Berger a acquis des tourbières au Nouveau-Brunswick et au Manitoba, où des usines de traitement de la tourbe ou de mélanges à haute valeur ajoutée ont aussi été construites en plus de celles de Saint-Modeste et de Rivière-Pentecôte, sur la Côte-Nord. Berger a aussi une usine de mélanges à haute valeur ajoutée en Californie et une autre au Texas.

Équipe de logisticiens

Ces destinations multiples, à partir de huit points d’expédition, sont gérées par une équipe d’une douzaine de logisticiens qui passent leurs journées à organiser « des dizaines de milliers de voyages par année », par camion, par train et par bateau, dit Marc Bourgoin.

Claudin Berger se souvient-il du premier contrat d’exportation de Berger ? « Non, mais le plus mémorable s’est passé en 1987, quand on a percé le marché japonais. » Il y a eu un élément de chance, une amie de la famille qui parlait japonais et qui enseignait au Japon les a aidés à comprendre leurs interlocuteurs.

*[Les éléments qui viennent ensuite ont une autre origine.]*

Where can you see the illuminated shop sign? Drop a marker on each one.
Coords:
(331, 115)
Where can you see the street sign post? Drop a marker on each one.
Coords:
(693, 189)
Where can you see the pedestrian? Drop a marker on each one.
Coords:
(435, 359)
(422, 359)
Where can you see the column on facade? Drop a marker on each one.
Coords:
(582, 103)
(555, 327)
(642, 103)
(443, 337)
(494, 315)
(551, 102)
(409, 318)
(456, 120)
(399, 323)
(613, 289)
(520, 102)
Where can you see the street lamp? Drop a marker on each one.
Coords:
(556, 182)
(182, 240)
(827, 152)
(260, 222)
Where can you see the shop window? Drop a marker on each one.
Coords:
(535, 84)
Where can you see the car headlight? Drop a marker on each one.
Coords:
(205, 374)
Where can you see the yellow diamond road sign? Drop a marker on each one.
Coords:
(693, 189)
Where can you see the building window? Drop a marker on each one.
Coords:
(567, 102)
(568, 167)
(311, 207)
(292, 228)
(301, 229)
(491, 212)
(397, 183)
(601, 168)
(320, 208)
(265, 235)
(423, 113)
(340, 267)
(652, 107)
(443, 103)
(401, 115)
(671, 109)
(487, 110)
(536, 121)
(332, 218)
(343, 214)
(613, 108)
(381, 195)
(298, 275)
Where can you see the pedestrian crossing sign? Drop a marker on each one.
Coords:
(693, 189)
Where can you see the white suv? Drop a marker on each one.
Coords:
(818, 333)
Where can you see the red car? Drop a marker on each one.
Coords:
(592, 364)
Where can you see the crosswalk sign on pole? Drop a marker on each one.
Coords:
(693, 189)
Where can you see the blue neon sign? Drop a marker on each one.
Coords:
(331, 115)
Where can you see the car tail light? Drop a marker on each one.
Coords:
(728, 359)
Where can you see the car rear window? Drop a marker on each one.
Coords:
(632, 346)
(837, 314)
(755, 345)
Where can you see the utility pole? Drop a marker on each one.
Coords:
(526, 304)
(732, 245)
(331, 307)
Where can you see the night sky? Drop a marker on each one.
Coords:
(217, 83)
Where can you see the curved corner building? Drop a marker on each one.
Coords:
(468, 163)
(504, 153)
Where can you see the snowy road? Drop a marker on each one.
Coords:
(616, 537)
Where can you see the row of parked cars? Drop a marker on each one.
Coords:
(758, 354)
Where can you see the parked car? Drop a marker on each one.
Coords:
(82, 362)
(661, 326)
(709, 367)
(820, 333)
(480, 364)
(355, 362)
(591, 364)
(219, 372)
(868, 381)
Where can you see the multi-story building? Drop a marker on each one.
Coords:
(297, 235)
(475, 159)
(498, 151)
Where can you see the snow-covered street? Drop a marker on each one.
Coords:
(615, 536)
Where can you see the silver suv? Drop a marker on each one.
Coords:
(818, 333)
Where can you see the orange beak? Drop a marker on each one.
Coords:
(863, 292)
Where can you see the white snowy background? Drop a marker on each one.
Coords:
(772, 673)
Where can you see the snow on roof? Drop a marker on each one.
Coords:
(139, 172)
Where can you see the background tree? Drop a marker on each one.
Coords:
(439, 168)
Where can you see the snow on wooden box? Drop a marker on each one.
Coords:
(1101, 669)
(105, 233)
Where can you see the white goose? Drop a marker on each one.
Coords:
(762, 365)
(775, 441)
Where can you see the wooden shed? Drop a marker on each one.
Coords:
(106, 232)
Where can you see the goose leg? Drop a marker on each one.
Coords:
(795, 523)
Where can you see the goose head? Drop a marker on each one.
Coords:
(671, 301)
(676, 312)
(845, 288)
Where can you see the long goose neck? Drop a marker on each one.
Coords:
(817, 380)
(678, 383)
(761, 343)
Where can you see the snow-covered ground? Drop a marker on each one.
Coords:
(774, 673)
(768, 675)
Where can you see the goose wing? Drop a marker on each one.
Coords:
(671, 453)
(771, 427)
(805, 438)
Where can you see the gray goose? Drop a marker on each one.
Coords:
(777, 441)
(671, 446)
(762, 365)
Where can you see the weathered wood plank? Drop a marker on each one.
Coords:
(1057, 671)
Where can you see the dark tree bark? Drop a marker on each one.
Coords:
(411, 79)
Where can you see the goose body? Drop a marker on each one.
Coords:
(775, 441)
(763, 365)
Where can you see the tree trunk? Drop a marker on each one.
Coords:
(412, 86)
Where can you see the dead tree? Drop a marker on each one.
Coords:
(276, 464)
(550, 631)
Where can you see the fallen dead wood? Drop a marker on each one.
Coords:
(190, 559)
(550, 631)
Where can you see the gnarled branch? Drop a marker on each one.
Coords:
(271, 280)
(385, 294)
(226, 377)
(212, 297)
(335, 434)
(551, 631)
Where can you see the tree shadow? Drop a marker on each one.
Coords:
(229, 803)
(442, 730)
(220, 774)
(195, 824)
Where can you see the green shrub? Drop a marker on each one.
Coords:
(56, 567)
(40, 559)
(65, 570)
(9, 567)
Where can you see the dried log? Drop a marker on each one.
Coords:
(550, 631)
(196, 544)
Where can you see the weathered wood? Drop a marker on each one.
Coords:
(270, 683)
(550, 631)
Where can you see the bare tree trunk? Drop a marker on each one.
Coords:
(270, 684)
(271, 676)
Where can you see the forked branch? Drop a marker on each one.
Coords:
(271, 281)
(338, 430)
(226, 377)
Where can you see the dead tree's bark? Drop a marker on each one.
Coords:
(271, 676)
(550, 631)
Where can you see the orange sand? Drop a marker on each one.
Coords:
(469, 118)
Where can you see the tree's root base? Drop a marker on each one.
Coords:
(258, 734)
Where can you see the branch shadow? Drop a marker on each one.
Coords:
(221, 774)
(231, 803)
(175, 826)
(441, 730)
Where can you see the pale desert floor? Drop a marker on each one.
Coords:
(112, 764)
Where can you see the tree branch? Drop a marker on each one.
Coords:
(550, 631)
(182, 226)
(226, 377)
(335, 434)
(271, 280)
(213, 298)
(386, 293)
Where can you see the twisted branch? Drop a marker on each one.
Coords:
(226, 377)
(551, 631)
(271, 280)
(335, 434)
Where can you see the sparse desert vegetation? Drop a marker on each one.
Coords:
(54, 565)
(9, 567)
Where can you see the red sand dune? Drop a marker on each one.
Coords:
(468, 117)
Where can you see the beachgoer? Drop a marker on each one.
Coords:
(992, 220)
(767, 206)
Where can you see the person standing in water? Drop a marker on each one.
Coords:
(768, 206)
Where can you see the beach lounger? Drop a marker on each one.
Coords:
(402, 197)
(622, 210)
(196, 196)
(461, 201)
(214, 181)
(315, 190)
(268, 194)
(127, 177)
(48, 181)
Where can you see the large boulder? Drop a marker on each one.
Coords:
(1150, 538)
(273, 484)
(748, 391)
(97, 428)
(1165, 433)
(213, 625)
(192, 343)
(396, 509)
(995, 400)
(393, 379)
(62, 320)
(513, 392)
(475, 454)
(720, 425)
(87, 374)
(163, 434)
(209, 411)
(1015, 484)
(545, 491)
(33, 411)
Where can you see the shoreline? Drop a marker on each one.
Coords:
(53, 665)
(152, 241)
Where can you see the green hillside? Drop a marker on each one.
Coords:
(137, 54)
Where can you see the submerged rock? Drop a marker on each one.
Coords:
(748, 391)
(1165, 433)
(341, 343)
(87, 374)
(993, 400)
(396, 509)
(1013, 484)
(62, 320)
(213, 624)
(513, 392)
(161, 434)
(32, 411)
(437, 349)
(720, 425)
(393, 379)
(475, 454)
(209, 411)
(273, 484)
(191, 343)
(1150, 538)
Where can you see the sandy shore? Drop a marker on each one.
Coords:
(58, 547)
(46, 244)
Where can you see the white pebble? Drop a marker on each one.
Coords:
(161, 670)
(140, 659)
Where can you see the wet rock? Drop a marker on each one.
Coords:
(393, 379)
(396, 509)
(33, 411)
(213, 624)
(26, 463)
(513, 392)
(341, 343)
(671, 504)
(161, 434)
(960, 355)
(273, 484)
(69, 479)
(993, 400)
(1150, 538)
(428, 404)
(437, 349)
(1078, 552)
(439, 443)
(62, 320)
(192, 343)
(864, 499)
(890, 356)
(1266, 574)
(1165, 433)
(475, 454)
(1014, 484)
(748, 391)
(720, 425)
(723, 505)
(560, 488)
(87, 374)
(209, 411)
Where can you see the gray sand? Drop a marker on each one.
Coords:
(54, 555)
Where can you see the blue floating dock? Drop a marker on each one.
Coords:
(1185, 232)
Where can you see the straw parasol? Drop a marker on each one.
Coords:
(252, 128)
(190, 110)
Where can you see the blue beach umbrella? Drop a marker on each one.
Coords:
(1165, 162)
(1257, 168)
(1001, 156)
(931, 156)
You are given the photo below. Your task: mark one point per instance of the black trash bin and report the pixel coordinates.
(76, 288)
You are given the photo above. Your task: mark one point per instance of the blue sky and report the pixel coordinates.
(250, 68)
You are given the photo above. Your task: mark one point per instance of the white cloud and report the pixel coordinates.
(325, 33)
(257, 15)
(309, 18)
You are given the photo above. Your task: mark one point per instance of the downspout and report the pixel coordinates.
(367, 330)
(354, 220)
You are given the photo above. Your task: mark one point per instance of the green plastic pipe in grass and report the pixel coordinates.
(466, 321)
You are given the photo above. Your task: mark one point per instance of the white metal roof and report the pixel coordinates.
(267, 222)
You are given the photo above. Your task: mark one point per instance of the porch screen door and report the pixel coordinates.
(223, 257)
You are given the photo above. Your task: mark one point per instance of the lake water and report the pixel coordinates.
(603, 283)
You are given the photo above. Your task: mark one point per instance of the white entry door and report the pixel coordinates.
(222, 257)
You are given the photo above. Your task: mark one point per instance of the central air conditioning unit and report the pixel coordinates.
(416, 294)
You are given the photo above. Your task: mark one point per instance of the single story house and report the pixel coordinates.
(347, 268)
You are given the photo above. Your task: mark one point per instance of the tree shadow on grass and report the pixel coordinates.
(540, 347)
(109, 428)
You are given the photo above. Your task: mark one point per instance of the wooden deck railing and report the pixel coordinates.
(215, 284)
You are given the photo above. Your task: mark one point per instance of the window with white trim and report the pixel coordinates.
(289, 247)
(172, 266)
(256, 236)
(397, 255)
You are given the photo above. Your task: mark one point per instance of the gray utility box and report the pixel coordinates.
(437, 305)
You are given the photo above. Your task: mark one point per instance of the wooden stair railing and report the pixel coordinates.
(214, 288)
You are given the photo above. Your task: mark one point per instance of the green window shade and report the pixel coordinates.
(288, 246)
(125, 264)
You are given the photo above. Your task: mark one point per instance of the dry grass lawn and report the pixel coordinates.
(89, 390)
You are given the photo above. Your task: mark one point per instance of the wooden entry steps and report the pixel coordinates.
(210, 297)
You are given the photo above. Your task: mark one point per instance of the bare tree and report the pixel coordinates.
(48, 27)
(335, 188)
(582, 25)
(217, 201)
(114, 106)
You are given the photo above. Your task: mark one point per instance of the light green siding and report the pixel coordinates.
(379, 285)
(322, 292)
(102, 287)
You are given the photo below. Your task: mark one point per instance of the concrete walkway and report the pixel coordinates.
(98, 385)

« Une fois rendus là-bas, après bien des tractations, on s’est retrouvés dans une salle de courtage pleine d’acheteurs, avec un grand tableau noir au mur, sur lequel s’inscrivaient des commandes, avec les prix à droite. Trente conteneurs, puis trente autres, puis d'autres encore…»

« Je me souviens de m’être dit : mais qu’est-ce qui est en train de m’arriver, là ? »

Berger a eu des clients plus distants encore, comme en Australie. Elle conserve ses clients japonais, mais avec les problèmes logistiques et le coût accru du transport, il faut faire des choix : « On essaie de concentrer nos exportations là où il y a une masse critique », dit Marc Bourgoin.